Tests for Fit and Tests for Correctness
AI has nudged me to rethink how I practice test-driven development (TDD). TDD has been one of my foundational practices for years. Write the test, then write the code that makes it pass. That rhythm still holds, but with an AI assistant in the loop, I am changing the kinds of tests I write and when I write them.
The loop still starts with tests, but now I make these tests part of the planning session. I use them as a sketch of the interface I want. I sometimes hand-write that interface code, sometimes ask AI to suggest three to five options, focusing on the shape of the data, how the code will be called, and the timing of how the API works hand in hand with other parts of the system.
When the generated tests look wrong, it often means that my description was off or I haven’t really captured the essence of what I want to achieve.
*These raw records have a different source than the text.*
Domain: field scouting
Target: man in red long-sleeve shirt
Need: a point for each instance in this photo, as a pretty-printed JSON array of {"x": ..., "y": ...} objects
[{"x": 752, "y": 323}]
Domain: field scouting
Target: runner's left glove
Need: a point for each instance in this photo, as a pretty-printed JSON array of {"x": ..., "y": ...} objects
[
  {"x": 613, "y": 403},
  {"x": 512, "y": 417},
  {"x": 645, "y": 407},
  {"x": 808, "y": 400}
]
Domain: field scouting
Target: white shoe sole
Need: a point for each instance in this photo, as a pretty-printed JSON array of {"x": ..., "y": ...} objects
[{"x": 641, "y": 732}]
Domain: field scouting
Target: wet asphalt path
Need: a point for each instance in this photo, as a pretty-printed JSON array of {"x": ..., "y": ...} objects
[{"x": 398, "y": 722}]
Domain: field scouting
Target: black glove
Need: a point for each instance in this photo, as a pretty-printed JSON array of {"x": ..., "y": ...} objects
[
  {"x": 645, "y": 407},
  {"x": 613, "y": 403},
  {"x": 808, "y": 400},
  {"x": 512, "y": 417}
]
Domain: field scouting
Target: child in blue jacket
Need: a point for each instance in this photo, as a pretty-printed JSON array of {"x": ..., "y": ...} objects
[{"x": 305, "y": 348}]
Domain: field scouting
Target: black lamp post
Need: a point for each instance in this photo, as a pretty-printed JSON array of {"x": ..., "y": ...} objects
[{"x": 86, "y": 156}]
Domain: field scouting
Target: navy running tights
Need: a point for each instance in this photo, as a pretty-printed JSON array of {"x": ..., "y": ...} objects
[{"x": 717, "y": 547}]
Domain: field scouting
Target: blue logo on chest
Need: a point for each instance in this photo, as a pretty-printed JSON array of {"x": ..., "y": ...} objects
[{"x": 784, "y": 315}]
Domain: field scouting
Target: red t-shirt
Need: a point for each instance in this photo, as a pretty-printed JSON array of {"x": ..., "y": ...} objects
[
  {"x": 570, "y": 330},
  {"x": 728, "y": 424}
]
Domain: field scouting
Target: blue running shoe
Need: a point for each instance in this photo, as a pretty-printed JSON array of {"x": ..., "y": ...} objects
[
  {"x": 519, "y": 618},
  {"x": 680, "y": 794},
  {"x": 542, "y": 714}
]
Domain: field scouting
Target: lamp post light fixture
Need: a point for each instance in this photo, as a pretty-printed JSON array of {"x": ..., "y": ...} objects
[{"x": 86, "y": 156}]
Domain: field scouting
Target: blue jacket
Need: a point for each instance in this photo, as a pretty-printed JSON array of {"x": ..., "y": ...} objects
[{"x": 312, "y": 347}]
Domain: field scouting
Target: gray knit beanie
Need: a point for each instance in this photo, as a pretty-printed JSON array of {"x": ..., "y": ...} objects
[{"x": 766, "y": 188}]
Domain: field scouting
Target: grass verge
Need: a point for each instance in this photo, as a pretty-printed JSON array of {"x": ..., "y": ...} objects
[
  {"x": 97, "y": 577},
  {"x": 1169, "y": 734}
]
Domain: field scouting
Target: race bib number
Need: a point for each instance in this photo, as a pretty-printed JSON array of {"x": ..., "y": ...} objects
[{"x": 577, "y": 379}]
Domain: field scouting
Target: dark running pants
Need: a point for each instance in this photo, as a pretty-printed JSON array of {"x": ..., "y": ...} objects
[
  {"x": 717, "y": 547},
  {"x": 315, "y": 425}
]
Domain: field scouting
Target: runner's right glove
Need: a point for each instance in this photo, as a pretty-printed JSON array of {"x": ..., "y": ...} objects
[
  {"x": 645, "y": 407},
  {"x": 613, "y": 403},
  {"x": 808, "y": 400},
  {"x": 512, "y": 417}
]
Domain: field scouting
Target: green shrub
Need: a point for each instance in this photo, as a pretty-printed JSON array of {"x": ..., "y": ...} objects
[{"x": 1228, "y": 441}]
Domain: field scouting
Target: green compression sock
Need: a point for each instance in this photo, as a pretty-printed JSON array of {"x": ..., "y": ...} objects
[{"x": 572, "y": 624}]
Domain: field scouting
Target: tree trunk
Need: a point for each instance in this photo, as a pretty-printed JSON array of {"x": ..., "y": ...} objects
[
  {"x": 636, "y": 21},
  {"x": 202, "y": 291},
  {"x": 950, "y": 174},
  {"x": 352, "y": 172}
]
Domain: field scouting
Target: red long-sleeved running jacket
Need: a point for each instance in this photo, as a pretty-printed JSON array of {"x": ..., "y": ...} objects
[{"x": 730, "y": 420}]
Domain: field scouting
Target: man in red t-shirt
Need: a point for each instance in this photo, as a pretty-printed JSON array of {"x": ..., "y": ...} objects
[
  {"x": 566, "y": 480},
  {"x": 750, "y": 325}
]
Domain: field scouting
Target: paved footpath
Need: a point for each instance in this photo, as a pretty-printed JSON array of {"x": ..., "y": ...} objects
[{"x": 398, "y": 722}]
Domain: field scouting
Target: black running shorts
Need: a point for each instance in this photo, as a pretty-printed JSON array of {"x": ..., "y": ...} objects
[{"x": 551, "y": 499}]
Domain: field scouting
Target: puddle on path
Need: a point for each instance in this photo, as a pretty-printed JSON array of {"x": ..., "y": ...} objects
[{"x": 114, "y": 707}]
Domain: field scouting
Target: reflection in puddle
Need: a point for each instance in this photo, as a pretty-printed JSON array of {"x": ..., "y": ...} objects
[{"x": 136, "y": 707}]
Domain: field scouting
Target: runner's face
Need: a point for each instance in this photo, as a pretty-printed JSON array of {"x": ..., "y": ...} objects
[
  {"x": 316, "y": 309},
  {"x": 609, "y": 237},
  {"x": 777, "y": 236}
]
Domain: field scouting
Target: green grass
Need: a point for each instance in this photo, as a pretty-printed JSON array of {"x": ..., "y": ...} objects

I go back and rewrite the prompt until the test code reads right.
I call these “Tests for Fit”. Their job is to help me think through the interface before I write the implementation. They are not meant to be exhaustive or cover every edge case. They are a sketch of the happy path and a few common error cases. They help me validate that the API I am imagining is usable and makes sense.
That first batch of tests lives in the plan.md file. I kick off the implementation process with AI, and it works through a checklist of context to keep in mind and guardrails I care about. Once the AI writes the code, it automatically runs style checkers, type checkers, and those first tests. Those initial tests prevent the AI from drifting into its own hallucination land.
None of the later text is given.